The reason I say it was because the PAs in the dives the Highway Kings played in weren't friendly to smaller amplifiers. The very purpose of the Hiwatt and Marshall combination was to take options away from the soundman with rotten equipment. The Highway Kings could easily balance the sound from small stages by having the house mike only the drums and the vocals.

This wasn't a problem in larger venues that did require a PA. They always hired professionals and you only had to bribe them with a tip or a case of beer to ensure that they did a good job.

12:50 PM  
Blogger Donnie (aka Shadowtwin) said...

Hmm.
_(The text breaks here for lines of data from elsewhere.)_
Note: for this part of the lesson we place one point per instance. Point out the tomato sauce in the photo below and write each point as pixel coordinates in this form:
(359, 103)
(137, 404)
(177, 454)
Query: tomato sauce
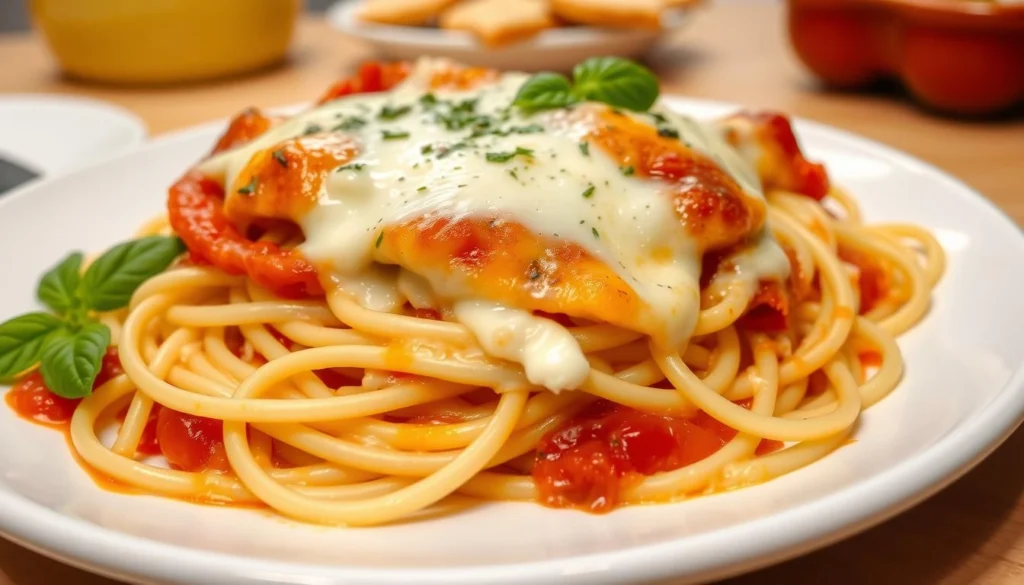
(588, 462)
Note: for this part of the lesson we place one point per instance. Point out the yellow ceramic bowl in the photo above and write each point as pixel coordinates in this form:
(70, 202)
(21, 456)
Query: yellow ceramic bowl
(165, 41)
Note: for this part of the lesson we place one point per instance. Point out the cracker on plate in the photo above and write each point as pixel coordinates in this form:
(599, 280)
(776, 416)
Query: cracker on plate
(410, 12)
(499, 22)
(614, 13)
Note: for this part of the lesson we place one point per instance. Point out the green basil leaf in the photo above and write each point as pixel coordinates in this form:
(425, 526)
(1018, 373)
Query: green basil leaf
(616, 82)
(58, 289)
(22, 342)
(111, 281)
(545, 91)
(72, 361)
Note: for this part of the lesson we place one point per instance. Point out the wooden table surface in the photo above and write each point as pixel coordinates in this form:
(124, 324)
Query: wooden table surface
(973, 532)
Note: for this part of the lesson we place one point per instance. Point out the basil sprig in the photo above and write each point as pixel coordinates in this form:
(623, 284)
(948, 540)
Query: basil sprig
(615, 81)
(69, 344)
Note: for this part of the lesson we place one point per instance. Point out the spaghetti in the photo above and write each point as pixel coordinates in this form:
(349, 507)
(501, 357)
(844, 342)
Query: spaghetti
(264, 374)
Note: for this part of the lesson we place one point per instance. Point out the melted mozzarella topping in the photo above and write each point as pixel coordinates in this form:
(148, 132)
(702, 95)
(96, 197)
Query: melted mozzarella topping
(548, 351)
(416, 161)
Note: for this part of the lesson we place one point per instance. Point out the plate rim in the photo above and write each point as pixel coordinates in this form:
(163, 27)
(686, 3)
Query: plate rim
(720, 552)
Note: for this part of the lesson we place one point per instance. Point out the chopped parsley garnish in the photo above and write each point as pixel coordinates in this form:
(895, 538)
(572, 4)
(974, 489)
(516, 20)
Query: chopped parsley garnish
(446, 151)
(466, 106)
(351, 167)
(394, 134)
(352, 123)
(535, 270)
(393, 112)
(509, 155)
(280, 157)
(667, 132)
(250, 186)
(528, 129)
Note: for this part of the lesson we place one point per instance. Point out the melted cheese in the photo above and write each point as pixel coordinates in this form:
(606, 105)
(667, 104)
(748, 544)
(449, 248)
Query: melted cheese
(412, 165)
(548, 351)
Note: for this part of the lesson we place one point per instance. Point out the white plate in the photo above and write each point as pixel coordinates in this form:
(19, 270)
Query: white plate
(55, 133)
(961, 397)
(557, 49)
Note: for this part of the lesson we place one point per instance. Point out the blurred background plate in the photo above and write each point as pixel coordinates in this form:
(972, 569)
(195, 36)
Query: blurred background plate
(49, 134)
(555, 49)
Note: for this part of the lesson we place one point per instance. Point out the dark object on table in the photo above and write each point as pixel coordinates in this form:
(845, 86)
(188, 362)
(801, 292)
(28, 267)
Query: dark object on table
(13, 174)
(960, 56)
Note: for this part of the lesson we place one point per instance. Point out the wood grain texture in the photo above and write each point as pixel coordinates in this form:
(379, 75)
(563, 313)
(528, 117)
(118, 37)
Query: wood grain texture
(972, 533)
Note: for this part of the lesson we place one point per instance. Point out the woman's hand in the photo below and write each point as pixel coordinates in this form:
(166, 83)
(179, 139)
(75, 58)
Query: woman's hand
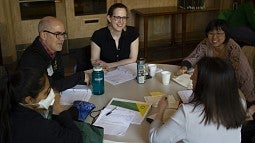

This all makes my little Crate amp seem a bit, well, inferior. But what I lack in equipment I more than make up for with lack of talent!

On distortion: In my experience the people who play with a lot of distortion are also the ones that like to turn the mids all the way up. Being that I used to do this, I know why. You crank up the distortion and the mids and not even Christ himself can tell if you are hitting the right notes or not -usually not.

The first time I ever had the opportunity to plug into a Marshall stack, I was hooked. I don't even know what kind of head it had on it, but be it the volume, or the...well okay, it was the volume, I felt like I was a god. And more importantly, even I sounded good through it -something that no amp before or since has been able to accomplish.

Unfortunately, it seems difficult to capture the Marshall stack sound in a smaller amp. I bought a small Marshall amp at one point and wasn't able to make it sound even as good as a Peavey amp with a Marshall pedal (that could be due to my lack of ability though).

When it comes right down to it though, most guitarists spend so much time tweaking their rigs that they completely neglect what is really missing in the band's sound: Cowbell, there can never be too much cowbell.

3:50 PM  
Blogger Andre Vospette said...

AFAIK, Steve Jones ran his guitar straight into a pair of silverfaced Fender Twins, upgraded with Gauss speakers, and turned all the way up.

To thicken his sound he ran through the vibrato channel of one amp, with the speed at it's lowest setting.

He's since switched to Marshalls. I think he was playing a silver Jubilee model on the Filthy Lucre tour.